Combined photos taken by an automobile data recorder shows an airplane crashes over a bridge in Taipei, southeast China's Taiwan, February 4, 2015. A plane of the Taiwan TransAsia Airways came down into a Taipei river Wednesday, with more than 50 people on board, confirmed the civil aviation authorities of Taiwan. Contact with the ATR-72 Flight, scheduled from Taipei to Kinmen, lost at about 11 a.m. Then the plane was found in the river by the Nanhu Bridge. Photo: Xinhua

 
A Taiwan TransAsia Airways plane crashed into a Taipei river on Wednesday morning, 13 have died and three are in a critical condition, a Xinhua reporter on the scene reported.

A total of 27 passengers have been rescued and taken to nearby hospitals in Taipei and New Taipei City.

Flight ATR-72, which was headed for Kinmen from Taipei, had 58 people on board including 31 passengers from the Chinese mainland, and five crew members.
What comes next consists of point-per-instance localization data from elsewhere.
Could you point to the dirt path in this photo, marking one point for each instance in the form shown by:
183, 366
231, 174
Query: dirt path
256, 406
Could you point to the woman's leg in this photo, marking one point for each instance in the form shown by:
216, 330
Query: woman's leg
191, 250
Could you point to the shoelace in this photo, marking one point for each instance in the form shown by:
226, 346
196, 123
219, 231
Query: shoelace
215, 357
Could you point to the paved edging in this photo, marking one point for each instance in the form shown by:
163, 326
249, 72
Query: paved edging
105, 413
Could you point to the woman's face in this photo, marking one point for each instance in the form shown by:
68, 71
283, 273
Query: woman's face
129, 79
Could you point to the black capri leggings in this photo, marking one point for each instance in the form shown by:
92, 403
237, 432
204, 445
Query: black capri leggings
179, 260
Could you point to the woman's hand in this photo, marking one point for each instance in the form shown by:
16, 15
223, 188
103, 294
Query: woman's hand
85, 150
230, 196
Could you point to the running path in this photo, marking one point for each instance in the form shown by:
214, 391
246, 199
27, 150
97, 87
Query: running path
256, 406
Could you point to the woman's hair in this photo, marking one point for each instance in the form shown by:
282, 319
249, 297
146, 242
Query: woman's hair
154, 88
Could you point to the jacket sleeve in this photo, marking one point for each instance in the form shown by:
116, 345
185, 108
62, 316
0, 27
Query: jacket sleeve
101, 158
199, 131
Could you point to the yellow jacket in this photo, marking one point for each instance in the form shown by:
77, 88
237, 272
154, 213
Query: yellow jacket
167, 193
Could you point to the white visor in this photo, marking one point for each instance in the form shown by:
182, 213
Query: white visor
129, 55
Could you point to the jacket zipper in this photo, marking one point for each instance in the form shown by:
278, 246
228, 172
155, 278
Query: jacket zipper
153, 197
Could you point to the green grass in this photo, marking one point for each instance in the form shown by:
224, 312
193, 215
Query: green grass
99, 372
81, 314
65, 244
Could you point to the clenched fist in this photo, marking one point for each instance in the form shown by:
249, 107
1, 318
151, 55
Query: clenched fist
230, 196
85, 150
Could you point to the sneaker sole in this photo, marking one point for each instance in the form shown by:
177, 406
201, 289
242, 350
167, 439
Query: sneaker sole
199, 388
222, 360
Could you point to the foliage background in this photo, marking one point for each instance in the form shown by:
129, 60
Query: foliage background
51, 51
The plane has been in use since April 2014 and was subject to a safety check in January, according to local authorities.

It crash landed in the Keelung River after clipping an elevated motorway with its wing at 10:55 a.m., ten minutes after taking off from Taipei Songshan Airport.

A taxi, with a man and a woman inside, was hit by the aircraft's wing.

The 31 Chinese mainland passengers were on organized trips, managed by two travel agencies from Xiamen City in the southeast mainland province of Fujian, the Taiwan tourism authority confirmed.

The State Council Taiwan Affairs Office and the Association for Relations across the Taiwan Straits launched a joint emergency response operation and are being kept up to date by Taiwan's Mainland Affairs Council and the Straits Exchange Foundation.

They extended condolences to families of the victims and urged those on the ground to do as much as they could to rescue the aircraft's passengers and crew.